Quand Louise Marleau a avoué à Denise Filiatrault son désir de mettre en scène Au retour des oies blanches, la directrice artistique du Rideau Vert a été enchantée: "Elle a trouvé la pièce formidable. Elle a dit qu’elle n’avait pas vieilli d’une once, qu’elle était magique, éternelle et qu’elle serait contente que je fasse, chez elle, ma première mise en scène." Précisons que la comédienne n’en est pas exactement à ses premières armes dans le domaine. À l’Opéra de Québec, il y a quelques années, elle signait la mise en scène de la Manon de Massenet et, plus récemment, de la Carmen de Bizet: "Quand on est mal pris à l’opéra, il y a toujours la musique et les belles voix pour nous sauver de bien des questionnements, alors qu’au théâtre on a uniquement la voix, le corps et le texte à livrer. Il faut que tout soit peaufiné, qu’on sache exactement où on va." Pour choisir les huit comédiens d’Au retour des oies blanches, la metteure en scène s’est fiée à la physionomie, à l’énergie, à la voix, au talent… et pas du tout au CV. En somme, elle a écouté son instinct. Ainsi, aux côtés de trois acteurs chevronnés, on retrouve cinq nouvelles têtes. Parmi elles, Catherine Renaud réalise à peine ce qui lui arrive: "C’est un rôle immense! Heureusement, je sens que Louise est de tout coeur avec moi."
SECRETS DE FAMILLE
Au coeur de cette pièce, il y a une famille, les huit membres d’un clan de la petite bourgeoisie de Québec, prêts à tout pour sauver les apparences. Il y a Achille (Jean Marchand), le père, homme politique en disgrâce, Elizabeth (Marie-France Lambert), la mère, qui a sombré dans l’alcool, Amélie (Catherine Bégin), la grand-mère pieuse et accommodante, Robert (Étienne Pilon), le fils délinquant et Geneviève (Catherine Renaud), la supposée névrosée par qui la vérité et le drame vont éclater. Il y a aussi Laura (Agathe Lanctôt), une amie de Geneviève, Richard (Hugo Massicotte), un ami de Robert, et Manon (Marie-Claude Garneau), la bonne. Il y a aussi l’oncle Tom, l’absent, l’inaccessible, aimé par les uns, détesté par les autres, avec la même ferveur. Difficile de trouver autant de secrets et d’hypocrisie – alcoolisme, homosexualité, inceste, viol, infidélité, etc. – dans une seule et même famille. Malgré tout, la bienséance règne, mais plus pour bien longtemps: "C’est la seule vraie tragédie que Dubé a écrite, estime Marleau. C’est-à-dire la seule pièce qui mette en scène une véritable héroïne tragique."

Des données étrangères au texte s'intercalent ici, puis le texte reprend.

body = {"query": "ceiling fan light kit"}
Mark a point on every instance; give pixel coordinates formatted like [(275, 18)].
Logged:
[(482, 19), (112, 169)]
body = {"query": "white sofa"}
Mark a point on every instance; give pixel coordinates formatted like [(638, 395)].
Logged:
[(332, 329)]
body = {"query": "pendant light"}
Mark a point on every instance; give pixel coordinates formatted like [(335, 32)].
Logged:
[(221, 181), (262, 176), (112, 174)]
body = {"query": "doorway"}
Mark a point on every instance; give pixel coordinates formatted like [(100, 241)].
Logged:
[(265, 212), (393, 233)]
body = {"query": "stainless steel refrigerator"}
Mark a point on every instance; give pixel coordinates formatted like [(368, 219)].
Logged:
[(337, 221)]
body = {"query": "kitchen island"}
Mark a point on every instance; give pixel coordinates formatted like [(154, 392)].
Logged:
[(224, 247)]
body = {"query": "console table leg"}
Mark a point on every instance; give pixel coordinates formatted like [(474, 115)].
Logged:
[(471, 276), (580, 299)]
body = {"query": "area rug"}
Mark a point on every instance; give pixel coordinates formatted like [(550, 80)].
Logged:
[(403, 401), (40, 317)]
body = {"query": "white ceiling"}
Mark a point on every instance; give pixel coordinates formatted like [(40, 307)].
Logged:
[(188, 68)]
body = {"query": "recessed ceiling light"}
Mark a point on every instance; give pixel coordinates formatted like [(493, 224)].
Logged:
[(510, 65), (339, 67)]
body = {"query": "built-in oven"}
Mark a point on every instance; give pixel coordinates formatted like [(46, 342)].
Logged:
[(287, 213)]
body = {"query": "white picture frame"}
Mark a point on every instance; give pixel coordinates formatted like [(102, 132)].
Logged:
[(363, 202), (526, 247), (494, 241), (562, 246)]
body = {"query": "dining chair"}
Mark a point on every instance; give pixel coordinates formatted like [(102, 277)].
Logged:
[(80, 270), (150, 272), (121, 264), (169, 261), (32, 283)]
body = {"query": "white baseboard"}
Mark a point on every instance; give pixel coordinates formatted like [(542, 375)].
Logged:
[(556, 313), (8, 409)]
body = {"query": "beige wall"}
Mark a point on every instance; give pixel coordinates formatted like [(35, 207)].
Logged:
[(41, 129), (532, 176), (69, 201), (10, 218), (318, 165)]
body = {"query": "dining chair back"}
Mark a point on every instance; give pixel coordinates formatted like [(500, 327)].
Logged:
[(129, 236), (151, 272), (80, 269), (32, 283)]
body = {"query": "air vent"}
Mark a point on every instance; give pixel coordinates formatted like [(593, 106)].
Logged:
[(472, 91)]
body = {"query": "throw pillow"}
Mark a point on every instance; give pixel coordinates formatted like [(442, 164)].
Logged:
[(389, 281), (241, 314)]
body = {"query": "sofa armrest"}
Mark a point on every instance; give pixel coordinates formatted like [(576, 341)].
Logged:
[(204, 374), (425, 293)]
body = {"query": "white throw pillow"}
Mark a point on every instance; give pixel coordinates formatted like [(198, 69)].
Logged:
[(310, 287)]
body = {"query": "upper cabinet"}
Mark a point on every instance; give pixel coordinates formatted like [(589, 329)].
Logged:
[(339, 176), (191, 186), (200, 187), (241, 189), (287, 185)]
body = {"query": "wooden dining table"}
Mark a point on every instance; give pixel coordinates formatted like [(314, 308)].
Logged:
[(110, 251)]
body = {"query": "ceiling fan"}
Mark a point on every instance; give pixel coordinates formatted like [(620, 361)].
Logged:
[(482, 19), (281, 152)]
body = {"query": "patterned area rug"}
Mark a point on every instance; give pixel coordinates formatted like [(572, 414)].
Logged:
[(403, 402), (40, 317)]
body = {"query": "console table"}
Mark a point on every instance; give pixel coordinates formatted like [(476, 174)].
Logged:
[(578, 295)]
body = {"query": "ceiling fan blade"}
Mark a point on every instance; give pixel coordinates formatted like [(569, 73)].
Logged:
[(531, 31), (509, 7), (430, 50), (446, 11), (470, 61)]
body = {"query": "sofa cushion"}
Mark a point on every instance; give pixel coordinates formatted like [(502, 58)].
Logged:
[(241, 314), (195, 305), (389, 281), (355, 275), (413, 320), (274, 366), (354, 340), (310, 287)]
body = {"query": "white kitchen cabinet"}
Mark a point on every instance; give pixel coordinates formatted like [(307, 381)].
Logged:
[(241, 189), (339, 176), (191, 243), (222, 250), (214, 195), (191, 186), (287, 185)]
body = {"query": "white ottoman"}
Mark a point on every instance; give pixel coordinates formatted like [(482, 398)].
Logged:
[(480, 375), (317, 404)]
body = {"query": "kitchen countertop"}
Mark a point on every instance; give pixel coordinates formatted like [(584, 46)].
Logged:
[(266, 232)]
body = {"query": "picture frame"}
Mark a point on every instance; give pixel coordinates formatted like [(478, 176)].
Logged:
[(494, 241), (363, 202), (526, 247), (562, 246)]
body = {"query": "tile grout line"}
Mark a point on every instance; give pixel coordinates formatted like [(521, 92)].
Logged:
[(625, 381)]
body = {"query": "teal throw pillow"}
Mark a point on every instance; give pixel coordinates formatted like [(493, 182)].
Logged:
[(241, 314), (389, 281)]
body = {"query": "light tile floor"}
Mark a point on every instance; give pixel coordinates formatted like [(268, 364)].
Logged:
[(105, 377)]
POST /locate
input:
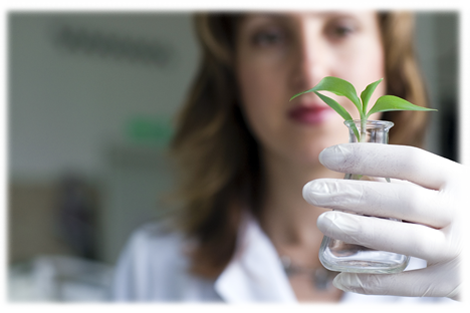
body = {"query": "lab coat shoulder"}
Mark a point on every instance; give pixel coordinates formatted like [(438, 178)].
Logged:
[(153, 272)]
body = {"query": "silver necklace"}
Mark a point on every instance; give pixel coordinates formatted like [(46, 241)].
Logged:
[(321, 277)]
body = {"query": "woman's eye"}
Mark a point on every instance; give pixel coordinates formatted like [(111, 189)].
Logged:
[(269, 38), (340, 31)]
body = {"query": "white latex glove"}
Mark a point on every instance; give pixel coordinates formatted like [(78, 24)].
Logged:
[(436, 202)]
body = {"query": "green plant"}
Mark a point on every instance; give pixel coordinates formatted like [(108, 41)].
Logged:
[(342, 87)]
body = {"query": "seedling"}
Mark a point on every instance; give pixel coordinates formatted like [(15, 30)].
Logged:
[(341, 87)]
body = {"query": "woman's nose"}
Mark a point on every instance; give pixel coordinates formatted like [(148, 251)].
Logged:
[(311, 61)]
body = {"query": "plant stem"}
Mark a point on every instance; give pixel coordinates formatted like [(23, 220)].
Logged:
[(363, 130)]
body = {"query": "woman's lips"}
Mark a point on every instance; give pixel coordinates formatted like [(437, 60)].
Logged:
[(310, 114)]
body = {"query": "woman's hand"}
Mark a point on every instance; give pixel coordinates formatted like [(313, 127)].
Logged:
[(435, 200)]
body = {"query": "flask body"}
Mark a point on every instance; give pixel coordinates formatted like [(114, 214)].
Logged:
[(337, 255)]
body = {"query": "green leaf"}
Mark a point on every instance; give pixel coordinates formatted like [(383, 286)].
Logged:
[(367, 93), (393, 103), (337, 86), (340, 110)]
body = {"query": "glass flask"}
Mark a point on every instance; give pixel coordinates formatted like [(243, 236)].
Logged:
[(340, 256)]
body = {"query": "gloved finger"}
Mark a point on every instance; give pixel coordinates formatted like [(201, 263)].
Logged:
[(401, 162), (400, 201), (384, 234), (416, 283)]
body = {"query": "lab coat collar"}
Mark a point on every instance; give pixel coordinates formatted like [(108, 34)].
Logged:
[(254, 278)]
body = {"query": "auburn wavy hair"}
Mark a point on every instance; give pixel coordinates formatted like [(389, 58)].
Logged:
[(217, 157)]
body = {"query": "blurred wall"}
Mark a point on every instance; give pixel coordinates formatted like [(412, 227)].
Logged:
[(60, 106)]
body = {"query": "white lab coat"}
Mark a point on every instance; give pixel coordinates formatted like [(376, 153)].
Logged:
[(153, 273)]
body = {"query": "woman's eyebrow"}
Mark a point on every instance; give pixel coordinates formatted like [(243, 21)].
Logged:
[(268, 13)]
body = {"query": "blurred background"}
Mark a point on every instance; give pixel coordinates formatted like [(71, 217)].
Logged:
[(88, 91)]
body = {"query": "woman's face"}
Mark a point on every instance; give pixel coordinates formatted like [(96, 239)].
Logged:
[(288, 46)]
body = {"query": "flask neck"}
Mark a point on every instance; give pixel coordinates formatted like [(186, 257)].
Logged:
[(371, 131)]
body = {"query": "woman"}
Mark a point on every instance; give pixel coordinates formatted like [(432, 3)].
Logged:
[(245, 152)]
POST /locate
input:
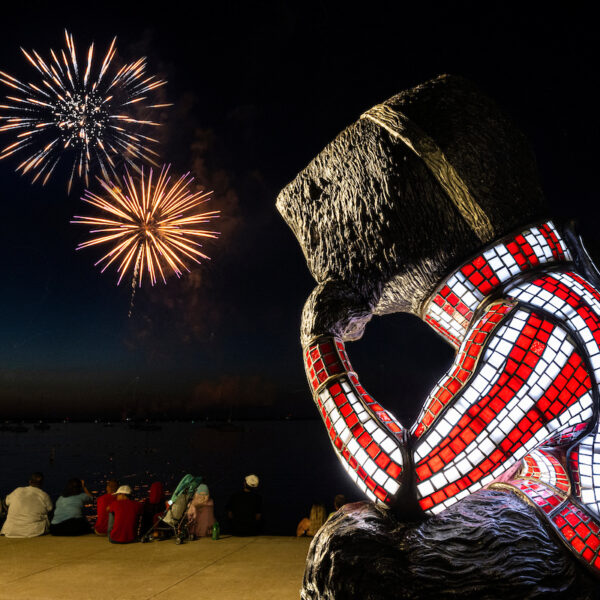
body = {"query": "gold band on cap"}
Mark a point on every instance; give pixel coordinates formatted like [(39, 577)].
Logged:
[(400, 126)]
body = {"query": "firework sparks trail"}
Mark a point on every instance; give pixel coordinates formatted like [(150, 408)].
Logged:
[(152, 226), (74, 109)]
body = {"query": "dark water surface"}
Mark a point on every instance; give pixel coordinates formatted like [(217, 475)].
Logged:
[(293, 459)]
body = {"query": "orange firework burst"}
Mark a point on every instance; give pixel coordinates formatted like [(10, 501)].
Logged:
[(79, 111), (152, 226)]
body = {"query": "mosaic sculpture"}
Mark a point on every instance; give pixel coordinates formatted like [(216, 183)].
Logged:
[(430, 204)]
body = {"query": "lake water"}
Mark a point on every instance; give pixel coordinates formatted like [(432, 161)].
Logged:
[(293, 459)]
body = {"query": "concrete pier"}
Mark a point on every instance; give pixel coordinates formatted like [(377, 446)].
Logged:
[(90, 568)]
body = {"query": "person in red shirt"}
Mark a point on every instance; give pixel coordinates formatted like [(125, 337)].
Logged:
[(126, 514), (102, 504)]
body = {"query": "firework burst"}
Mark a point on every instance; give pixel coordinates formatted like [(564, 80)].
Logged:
[(153, 227), (86, 110)]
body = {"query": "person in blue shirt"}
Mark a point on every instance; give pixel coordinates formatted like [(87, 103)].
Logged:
[(68, 515)]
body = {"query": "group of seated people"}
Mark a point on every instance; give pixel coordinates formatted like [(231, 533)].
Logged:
[(120, 517)]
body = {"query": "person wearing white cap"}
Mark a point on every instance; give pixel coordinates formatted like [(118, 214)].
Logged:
[(244, 508), (125, 514)]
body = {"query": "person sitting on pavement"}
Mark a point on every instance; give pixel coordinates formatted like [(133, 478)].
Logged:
[(28, 509), (310, 525), (244, 509), (102, 504), (124, 516), (68, 517), (201, 513), (154, 506)]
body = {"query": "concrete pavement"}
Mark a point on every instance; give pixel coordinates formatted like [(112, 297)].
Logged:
[(90, 568)]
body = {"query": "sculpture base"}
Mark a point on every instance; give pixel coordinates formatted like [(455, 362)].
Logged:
[(489, 545)]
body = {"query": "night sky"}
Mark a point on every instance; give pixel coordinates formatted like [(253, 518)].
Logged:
[(258, 90)]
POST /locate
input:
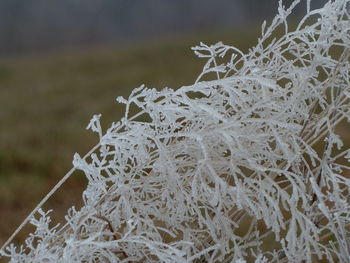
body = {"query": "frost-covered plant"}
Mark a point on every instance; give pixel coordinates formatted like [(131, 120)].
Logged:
[(244, 165)]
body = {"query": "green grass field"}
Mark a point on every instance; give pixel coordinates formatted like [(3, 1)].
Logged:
[(47, 101)]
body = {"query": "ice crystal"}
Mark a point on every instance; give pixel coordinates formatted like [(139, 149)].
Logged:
[(245, 165)]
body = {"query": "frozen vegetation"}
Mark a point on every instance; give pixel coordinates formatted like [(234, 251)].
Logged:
[(245, 165)]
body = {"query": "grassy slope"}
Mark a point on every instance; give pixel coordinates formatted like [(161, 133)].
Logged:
[(47, 101)]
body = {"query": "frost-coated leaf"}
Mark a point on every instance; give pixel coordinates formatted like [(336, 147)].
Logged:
[(245, 165)]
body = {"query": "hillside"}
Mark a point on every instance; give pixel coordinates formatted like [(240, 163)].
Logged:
[(47, 101)]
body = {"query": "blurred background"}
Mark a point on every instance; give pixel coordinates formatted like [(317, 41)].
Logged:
[(63, 61)]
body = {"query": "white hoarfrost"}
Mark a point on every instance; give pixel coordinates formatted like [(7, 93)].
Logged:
[(245, 165)]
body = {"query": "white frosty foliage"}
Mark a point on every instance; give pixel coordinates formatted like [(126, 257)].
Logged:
[(242, 166)]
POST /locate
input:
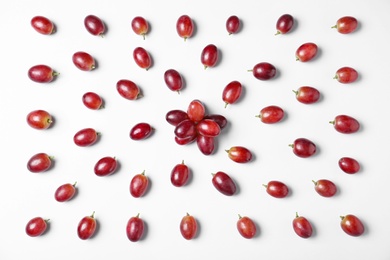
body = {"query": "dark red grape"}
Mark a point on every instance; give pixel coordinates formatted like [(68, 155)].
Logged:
[(284, 24), (306, 52), (42, 25)]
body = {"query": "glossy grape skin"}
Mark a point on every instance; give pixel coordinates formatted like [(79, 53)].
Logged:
[(39, 119), (185, 129), (173, 80), (39, 162), (346, 75), (284, 24), (86, 227), (352, 225), (180, 175), (42, 73), (345, 124), (232, 24), (349, 165), (184, 27), (219, 119), (302, 226), (105, 166), (264, 71), (196, 110), (140, 26), (128, 89), (231, 92), (36, 226), (206, 144), (42, 25), (141, 131), (188, 227), (92, 100), (346, 24), (83, 61), (85, 137), (307, 95), (208, 127), (142, 58), (65, 192), (209, 56), (94, 25), (306, 52), (224, 183), (277, 189), (239, 154), (325, 188), (246, 227), (303, 148), (176, 116), (135, 228), (138, 185), (271, 114)]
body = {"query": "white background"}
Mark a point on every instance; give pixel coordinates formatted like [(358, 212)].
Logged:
[(24, 195)]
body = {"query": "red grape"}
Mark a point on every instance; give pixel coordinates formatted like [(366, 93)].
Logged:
[(209, 56), (306, 52), (36, 226), (39, 119), (302, 226), (180, 174), (138, 185), (94, 25), (232, 24), (176, 116), (284, 24), (128, 89), (264, 71), (346, 24), (196, 110), (277, 189), (65, 192), (141, 131), (185, 26), (307, 95), (346, 75), (83, 61), (188, 227), (349, 165), (185, 129), (246, 227), (140, 26), (239, 154), (173, 80), (271, 114), (232, 92), (142, 58), (135, 228), (85, 137), (39, 162), (352, 225), (325, 188), (224, 183), (92, 101), (219, 119), (208, 127), (87, 227), (42, 73), (42, 25), (105, 166), (303, 147), (206, 144), (345, 124)]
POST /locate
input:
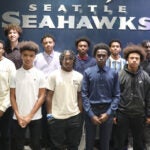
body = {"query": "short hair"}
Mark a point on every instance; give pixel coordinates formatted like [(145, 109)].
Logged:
[(62, 55), (28, 45), (82, 39), (47, 36), (2, 42), (134, 49), (9, 27), (115, 40), (144, 43), (101, 46)]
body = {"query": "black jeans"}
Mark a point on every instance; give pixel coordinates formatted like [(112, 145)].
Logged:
[(104, 129), (65, 132), (136, 126), (5, 128), (18, 135)]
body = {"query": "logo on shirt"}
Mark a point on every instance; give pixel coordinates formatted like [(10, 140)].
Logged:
[(75, 82), (108, 1)]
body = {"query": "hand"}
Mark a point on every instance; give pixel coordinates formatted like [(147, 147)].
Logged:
[(96, 120), (21, 121), (115, 120), (27, 119), (1, 113), (103, 117), (148, 120)]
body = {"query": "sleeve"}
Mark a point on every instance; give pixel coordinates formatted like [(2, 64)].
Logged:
[(42, 81), (6, 102), (50, 83), (85, 95), (80, 83), (147, 97), (115, 95)]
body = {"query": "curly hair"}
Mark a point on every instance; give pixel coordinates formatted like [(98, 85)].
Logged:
[(28, 45), (101, 46), (12, 27), (47, 36), (134, 49), (62, 55), (82, 39)]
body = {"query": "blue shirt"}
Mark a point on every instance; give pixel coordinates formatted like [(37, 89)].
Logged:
[(100, 86), (81, 65)]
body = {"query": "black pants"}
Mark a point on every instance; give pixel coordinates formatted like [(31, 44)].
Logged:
[(104, 129), (136, 126), (18, 135), (5, 127), (66, 132)]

À la manière d’Antigone, Geneviève est guidée par une soif d’authenticité, une quête désintéressée, plus grande qu’elle. Qu’en pense la jeune comédienne qui l’interprète? "Faire émerger la vérité est une nécessité pour elle, sinon elle étouffe, elle meurt. Pour moi, c’est pratiquement la voix de toute une société." Le combat de Geneviève, au coeur de l’oeuvre, serait encore d’une criante actualité. Après Zone, de passage au Rideau Vert l’an dernier, les Productions Kléos dévoileront cette saison, au Théâtre Denise-Pelletier, leur relecture de Florence. Comment Louise Marleau, qui a joué dans plusieurs des pièces de Dubé, explique-t-elle l’engouement actuel pour sa dramaturgie? "J’ai l’impression que ça signifie quelque chose quant à la confirmation de notre identité. À l’époque où on était en quête d’identité, les aspects politiques et artistiques se mélangeaient: la chose artistique était soumise au politique. L’indépendance n’est pas encore arrivée, mais il faut croire qu’on s’en approche, que notre identité est plus affirmée et qu’on a moins peur. Je pense que c’est ce qui permet de redécouvrir aujourd’hui un auteur comme Marcel Dubé."